Last edited: Apr 18, 2016
2. Apr 19, 2016

### TheSodesa

To actually show some work in part a):

\begin{cases}
\epsilon \mu &= n^2 \epsilon_0 \mu_0\\
\epsilon \mu &= \frac{1}{v^2}
\end{cases}

\begin{cases}
\mu &=\frac{n^2 \epsilon_0 \mu_0}{\epsilon }\\
\epsilon &= \frac{1}{ \mu v^2}
\end{cases}

\begin{cases}
\mu &=\frac{n^2 \epsilon_0 \mu_0}{\frac{1}{ \mu v^2}} = n^2 \epsilon_0 \mu_0 \mu v^2|| \ \text{Divide by } \mu\\
\epsilon &= \frac{1}{ \mu v^2}
\end{cases}

\begin{cases}
1 &= n^2 \epsilon_0 \mu_0 v^2\\
\epsilon &= \frac{1}{ \mu v^2}
\end{cases}
This would allow me to solve for $v$, but I've already done that by other means... It's as if equations (4) and (6) were the same equation.

3. Apr 20, 2016

### rude man

Why don't you just solve for μ from this?
Everything else looks OK to me.

4. Apr 22, 2016

### TheSodesa

I'm a bit late in answering this, but it turned out I was supposed to assume that the permeability of glass, $\mu$, is equal to $\mu _0$. From there on the question solved itself, except part d.

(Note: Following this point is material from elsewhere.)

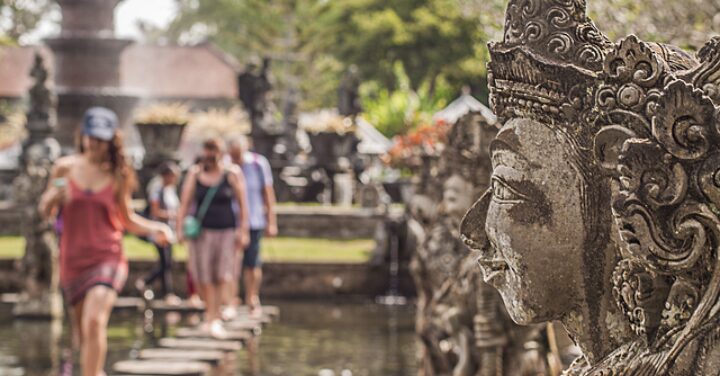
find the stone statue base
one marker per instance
(45, 306)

In part d I forgot to add the phase angle of $\frac{\pi}{2}$ inside of the sines as follows:
\begin{cases}
E = E_0 sin(\omega t - kx + \frac{\pi}}{2}) \hat{k}\\
H = H_0 sin(\omega t - kx + \frac{\pi}}{2}) \hat{j}
\end{cases}
since at $t=0$ and $x=0$, $H=H_0$. Also the sign of E was brought into question by the assistants in part c. If I had used the traditional right handed coordinate system, $E$ would have been negative at $t=0$ and $x=0$.

In any case, I will mark this as solved.